We believe that the desire to centralise in order to achieve economies of scale is common to all banks but it has taken a different turn in recent years. Whereas the leading trade finance banks have taken their trade operations off-shore to low cost centres such as China and India to achieve economies of scale and significant cost reduction, our experience with regional banks trying to achieve the same thing is different. Regional banks would tend to centralise their operations, not to achieve cost reduction but to leverage their existing resources. We have seen several regional banks in Europe in the last year choosing to centralise their processing in Belgium or France. These are not low cost centres, but it makes sense to centralise activities where their expert teams and knowledge reside. In doing so, they would leverage their existing resources by reducing time spent on simple tasks such as gap analysis, correction of mistakes, etc. and focus their expertise on providing more specialised and tailored solutions to their local customers, thereby improving customer experience.

Strengthening their hand, regional banks have been keen to adopt new approaches to take on solutions and services that will give them ‘value add’ to their existing client relationships, strengthening ties.
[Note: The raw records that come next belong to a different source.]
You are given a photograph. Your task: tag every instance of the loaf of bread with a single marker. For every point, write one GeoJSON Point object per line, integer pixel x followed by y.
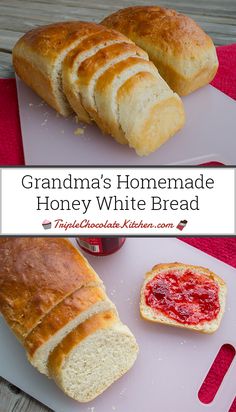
{"type": "Point", "coordinates": [183, 295]}
{"type": "Point", "coordinates": [55, 303]}
{"type": "Point", "coordinates": [104, 77]}
{"type": "Point", "coordinates": [61, 320]}
{"type": "Point", "coordinates": [103, 345]}
{"type": "Point", "coordinates": [38, 56]}
{"type": "Point", "coordinates": [35, 275]}
{"type": "Point", "coordinates": [183, 53]}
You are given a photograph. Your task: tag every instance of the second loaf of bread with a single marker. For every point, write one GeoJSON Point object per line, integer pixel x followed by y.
{"type": "Point", "coordinates": [104, 77]}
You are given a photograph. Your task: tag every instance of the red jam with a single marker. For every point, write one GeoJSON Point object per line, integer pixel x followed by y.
{"type": "Point", "coordinates": [186, 297]}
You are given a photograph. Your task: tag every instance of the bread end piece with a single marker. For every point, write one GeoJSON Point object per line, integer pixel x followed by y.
{"type": "Point", "coordinates": [152, 315]}
{"type": "Point", "coordinates": [93, 356]}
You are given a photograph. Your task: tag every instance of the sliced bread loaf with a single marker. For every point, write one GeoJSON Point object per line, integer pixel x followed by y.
{"type": "Point", "coordinates": [38, 56]}
{"type": "Point", "coordinates": [61, 320]}
{"type": "Point", "coordinates": [183, 53]}
{"type": "Point", "coordinates": [158, 112]}
{"type": "Point", "coordinates": [35, 275]}
{"type": "Point", "coordinates": [87, 48]}
{"type": "Point", "coordinates": [92, 68]}
{"type": "Point", "coordinates": [106, 90]}
{"type": "Point", "coordinates": [93, 356]}
{"type": "Point", "coordinates": [183, 295]}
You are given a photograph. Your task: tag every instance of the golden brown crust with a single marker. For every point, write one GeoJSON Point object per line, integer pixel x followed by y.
{"type": "Point", "coordinates": [96, 322]}
{"type": "Point", "coordinates": [103, 56]}
{"type": "Point", "coordinates": [172, 29]}
{"type": "Point", "coordinates": [37, 81]}
{"type": "Point", "coordinates": [183, 53]}
{"type": "Point", "coordinates": [49, 40]}
{"type": "Point", "coordinates": [36, 56]}
{"type": "Point", "coordinates": [61, 315]}
{"type": "Point", "coordinates": [35, 275]}
{"type": "Point", "coordinates": [92, 41]}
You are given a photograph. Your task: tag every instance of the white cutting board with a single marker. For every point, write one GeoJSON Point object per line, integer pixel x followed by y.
{"type": "Point", "coordinates": [49, 139]}
{"type": "Point", "coordinates": [172, 363]}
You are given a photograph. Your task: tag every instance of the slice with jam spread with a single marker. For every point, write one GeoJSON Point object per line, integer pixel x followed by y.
{"type": "Point", "coordinates": [183, 295]}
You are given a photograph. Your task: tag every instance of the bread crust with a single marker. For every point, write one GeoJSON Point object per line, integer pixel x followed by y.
{"type": "Point", "coordinates": [159, 112]}
{"type": "Point", "coordinates": [183, 53]}
{"type": "Point", "coordinates": [35, 275]}
{"type": "Point", "coordinates": [67, 310]}
{"type": "Point", "coordinates": [152, 315]}
{"type": "Point", "coordinates": [70, 67]}
{"type": "Point", "coordinates": [104, 90]}
{"type": "Point", "coordinates": [35, 56]}
{"type": "Point", "coordinates": [97, 322]}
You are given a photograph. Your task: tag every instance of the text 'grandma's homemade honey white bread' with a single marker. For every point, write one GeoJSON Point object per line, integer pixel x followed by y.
{"type": "Point", "coordinates": [183, 295]}
{"type": "Point", "coordinates": [104, 77]}
{"type": "Point", "coordinates": [183, 53]}
{"type": "Point", "coordinates": [51, 298]}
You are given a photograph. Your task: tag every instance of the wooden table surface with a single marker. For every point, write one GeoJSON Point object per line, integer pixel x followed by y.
{"type": "Point", "coordinates": [216, 17]}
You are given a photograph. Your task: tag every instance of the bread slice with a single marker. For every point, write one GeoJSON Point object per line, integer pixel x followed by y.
{"type": "Point", "coordinates": [93, 356]}
{"type": "Point", "coordinates": [61, 320]}
{"type": "Point", "coordinates": [106, 89]}
{"type": "Point", "coordinates": [183, 53]}
{"type": "Point", "coordinates": [156, 315]}
{"type": "Point", "coordinates": [38, 56]}
{"type": "Point", "coordinates": [158, 112]}
{"type": "Point", "coordinates": [92, 68]}
{"type": "Point", "coordinates": [87, 48]}
{"type": "Point", "coordinates": [36, 274]}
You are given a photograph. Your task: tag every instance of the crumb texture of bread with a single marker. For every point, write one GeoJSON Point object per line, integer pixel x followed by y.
{"type": "Point", "coordinates": [155, 315]}
{"type": "Point", "coordinates": [61, 320]}
{"type": "Point", "coordinates": [183, 53]}
{"type": "Point", "coordinates": [93, 356]}
{"type": "Point", "coordinates": [35, 275]}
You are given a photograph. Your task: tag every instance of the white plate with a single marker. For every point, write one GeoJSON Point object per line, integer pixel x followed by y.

The need to re-architect trade processing infrastructure is a significant and necessary cost here, but would be justified through improved volumes and a significantly enhanced offering to potential clients who were seeking a smaller trade finance partner but with significant market capability.

An example of where this realignment could be implemented is the development of Internet applications, such as a corporate access solution. The development of a customer relationship management (CRM) solution such as this will strengthen banks’ commercial relationships with their customers and ensure involvement of the bank throughout the flow of trade along the supply chain. Using a strong Internet access will enable a bank’s customers to draw on their services and expertise in trade finance to improve efficiencies and offer better services.

As an example of how innovation is the way to stay ahead of the changing market, this use of technology to optimise client relations is symptomatic of how medium and smaller players in trade finance can stay ahead of game. Regional banks need to capitalise on their ingenuity and service to create their differentiator in the market. Changes in markets and demands for scale may be a factor, but it is in other areas, where value is added through strength of a bank’s offering and not just through the number of its international offerings, that will ultimately see who wins and who loses in the new global economy.